The NETHERLANDS proposed focusing on genetic resources valuation. INDIA highlighted the commercial value of biodiversity and supported UNCTADs BIOTRADE initiative. ZIMBABWE and the US cautioned against deferring action. COLOMBIA linked economics and biodiversity to the equitable utilization of genetic resources. SOUTH AFRICA suggested quantifying existence values. JAPAN suggested better valuation of PGRFA.URUGUAY underlined valuation as a policy-making tool. PERU recommended presenting the Santiago workshop results at COP-3. ZAMBIA said valuation instruments are inadequate. MOROCCO called for evaluation of negative impacts. The FOUR DIRECTIONS COUNCIL emphasized biodiversity values for agriculture.
<M>The Working Group discussed several draft Chair's texts:
TECHNOLOGY TRANSFER: The paragraph on liaison groups was deleted. CANADA and AUSTRALIA proposed adding the CHM to the list of technology transfer recommendations. MALAYSIA, COLOMBIA and ANTIGUA & BARBUDA objected to the proposal by JAPAN and AUSTRALIA to delete the paragraph on identification of appropriate technologies for genetic resource utilization.
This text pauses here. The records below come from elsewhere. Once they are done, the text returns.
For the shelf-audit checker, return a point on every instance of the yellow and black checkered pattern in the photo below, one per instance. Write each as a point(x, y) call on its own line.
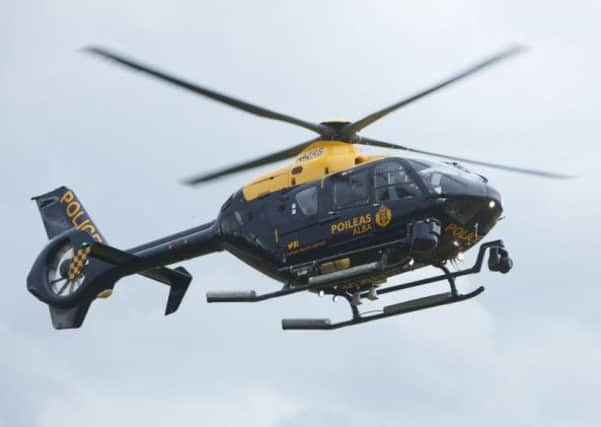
point(78, 262)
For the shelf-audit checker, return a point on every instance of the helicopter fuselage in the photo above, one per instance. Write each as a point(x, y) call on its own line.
point(352, 217)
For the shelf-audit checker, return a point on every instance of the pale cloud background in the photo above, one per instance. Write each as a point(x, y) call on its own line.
point(525, 353)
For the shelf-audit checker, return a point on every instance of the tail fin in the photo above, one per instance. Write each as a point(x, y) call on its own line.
point(76, 266)
point(61, 211)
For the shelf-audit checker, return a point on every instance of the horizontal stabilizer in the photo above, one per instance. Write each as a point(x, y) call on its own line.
point(178, 279)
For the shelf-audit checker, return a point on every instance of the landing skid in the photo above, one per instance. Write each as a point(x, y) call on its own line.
point(451, 297)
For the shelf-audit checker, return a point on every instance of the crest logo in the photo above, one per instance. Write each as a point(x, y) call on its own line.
point(383, 216)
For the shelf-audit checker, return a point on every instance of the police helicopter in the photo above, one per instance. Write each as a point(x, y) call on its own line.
point(333, 222)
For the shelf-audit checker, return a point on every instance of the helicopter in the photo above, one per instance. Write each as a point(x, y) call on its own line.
point(334, 222)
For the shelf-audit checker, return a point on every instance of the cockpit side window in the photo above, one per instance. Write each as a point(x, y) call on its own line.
point(393, 182)
point(351, 190)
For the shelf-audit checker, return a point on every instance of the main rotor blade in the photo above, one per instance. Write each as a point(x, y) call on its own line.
point(261, 161)
point(215, 96)
point(544, 174)
point(366, 121)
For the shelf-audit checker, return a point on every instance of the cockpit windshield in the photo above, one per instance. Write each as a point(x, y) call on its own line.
point(447, 179)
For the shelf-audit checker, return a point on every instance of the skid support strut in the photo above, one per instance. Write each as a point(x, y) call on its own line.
point(430, 301)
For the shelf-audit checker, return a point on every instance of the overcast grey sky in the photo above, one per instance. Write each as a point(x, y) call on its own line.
point(525, 353)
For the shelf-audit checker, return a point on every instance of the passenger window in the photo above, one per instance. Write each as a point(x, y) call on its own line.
point(392, 182)
point(351, 190)
point(307, 201)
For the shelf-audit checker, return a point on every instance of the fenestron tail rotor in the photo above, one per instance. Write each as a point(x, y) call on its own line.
point(338, 131)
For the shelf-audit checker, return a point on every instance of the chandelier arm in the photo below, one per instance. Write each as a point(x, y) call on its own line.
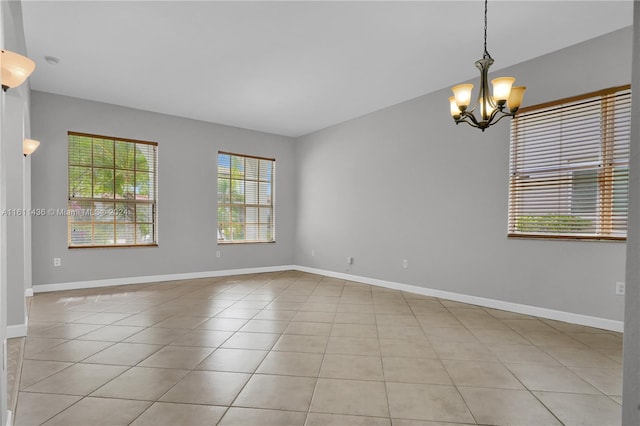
point(469, 116)
point(486, 53)
point(472, 124)
point(504, 114)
From the paragraph on private sector involvement, JAPAN, supported by NEW ZEALAND, the UK and the EC, proposed deleting the sentence urging all Parties to encourage private sector technology transfer. INDIA, INDONESIA, COLOMBIA, MALAWI and CAMEROON objected. NEW ZEALAND proposed compromise text. From the paragraph calling on the CHM to facilitate information sharing, COLOMBIA, supported by INDIA and the US, deleted specific references to putting brokers into contact with each other.
CLEARING HOUSE MECHANISM: ANTIGUA & BARBUDA added language on the financial mechanism, thematic foci and pilot projects to enable implementation of the CHM. GERMANY emphasized decentralization and training. CANADA added that information should be controlled by the providers. The US deleted a needs survey of Parties. MALAWI and INDONESIA proposed GEF support. CANADA proposed replacing guidance from experts with text calling for an advisory committee coordinated by the Secretariat. INDIA added guidance in a transparent manner and the UK called for an informal committee. The paragraph linking the CHM to National Focal Points, including national patent offices, was amended by AUSTRALIA to for example, patent offices at the suggestion of the PHILIPPINES. SWEDEN proposed that the CHM review case studies of scientific cooperation. This was incorporated as a possible topic of regional CHM workshops by INDIA and the US.
BIOSAFETY: ANTIGUA & BARBUDA, supported by NIGERIA, rearranged the paragraph on funding, emphasizing guidance to the GEF on capacity building. NEW ZEALAND proposed deleting reference to the Protocol on Biosafety. ANTIGUA & BARBUDA and MALAYSIA objected.